MDA

MDA

MDA

Psychedelics are drugs which cause profound changes in a one’s perceptions of reality, otherwise known as hallucinations. While under the influence of hallucinogens, users might see images, hear sounds or feel sensations. These chemicals offer some of the most intense psychological experiences and care should be taken when ingesting them.

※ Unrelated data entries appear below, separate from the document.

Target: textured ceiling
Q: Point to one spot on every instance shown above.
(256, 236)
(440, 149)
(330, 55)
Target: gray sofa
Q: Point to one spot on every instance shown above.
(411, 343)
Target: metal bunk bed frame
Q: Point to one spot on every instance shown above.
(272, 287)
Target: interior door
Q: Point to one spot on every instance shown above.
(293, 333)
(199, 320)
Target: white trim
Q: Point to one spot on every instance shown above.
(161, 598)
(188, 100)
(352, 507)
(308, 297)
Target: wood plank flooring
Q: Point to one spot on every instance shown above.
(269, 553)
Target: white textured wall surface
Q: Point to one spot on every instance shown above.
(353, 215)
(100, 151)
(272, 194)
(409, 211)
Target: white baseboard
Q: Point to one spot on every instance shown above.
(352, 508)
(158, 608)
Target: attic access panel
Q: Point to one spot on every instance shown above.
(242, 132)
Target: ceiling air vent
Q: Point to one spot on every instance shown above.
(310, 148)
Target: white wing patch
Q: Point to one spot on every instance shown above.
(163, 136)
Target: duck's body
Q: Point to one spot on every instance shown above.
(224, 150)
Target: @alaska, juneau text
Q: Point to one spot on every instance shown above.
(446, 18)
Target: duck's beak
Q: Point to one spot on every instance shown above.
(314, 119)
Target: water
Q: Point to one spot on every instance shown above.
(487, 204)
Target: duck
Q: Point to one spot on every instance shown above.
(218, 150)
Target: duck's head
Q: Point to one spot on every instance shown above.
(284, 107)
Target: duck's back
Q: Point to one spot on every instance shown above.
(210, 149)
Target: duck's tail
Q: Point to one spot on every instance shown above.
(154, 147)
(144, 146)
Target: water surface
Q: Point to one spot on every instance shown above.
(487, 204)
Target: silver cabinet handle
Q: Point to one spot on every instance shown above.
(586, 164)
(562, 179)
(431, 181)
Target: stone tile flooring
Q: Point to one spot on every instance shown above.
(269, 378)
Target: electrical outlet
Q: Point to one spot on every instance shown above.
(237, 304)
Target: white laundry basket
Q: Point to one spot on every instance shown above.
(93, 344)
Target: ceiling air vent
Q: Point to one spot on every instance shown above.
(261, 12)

This is a commonly used substance with well known and widely available human consumption data. This does not guarantee that the substance will be safe. The safety profile has been established based on usage data commonly available.

Disclaimer: Psychedelic drugs offer some of the most power and intense psychological experiences. Additionally these substances are illegal in many places. We understand that even though these substances are illegal, their use occurs frequently. We do not condone breaking of the law. By providing accurate information about these substances, we encourage the user to make responsible decisions and practice harm reduction.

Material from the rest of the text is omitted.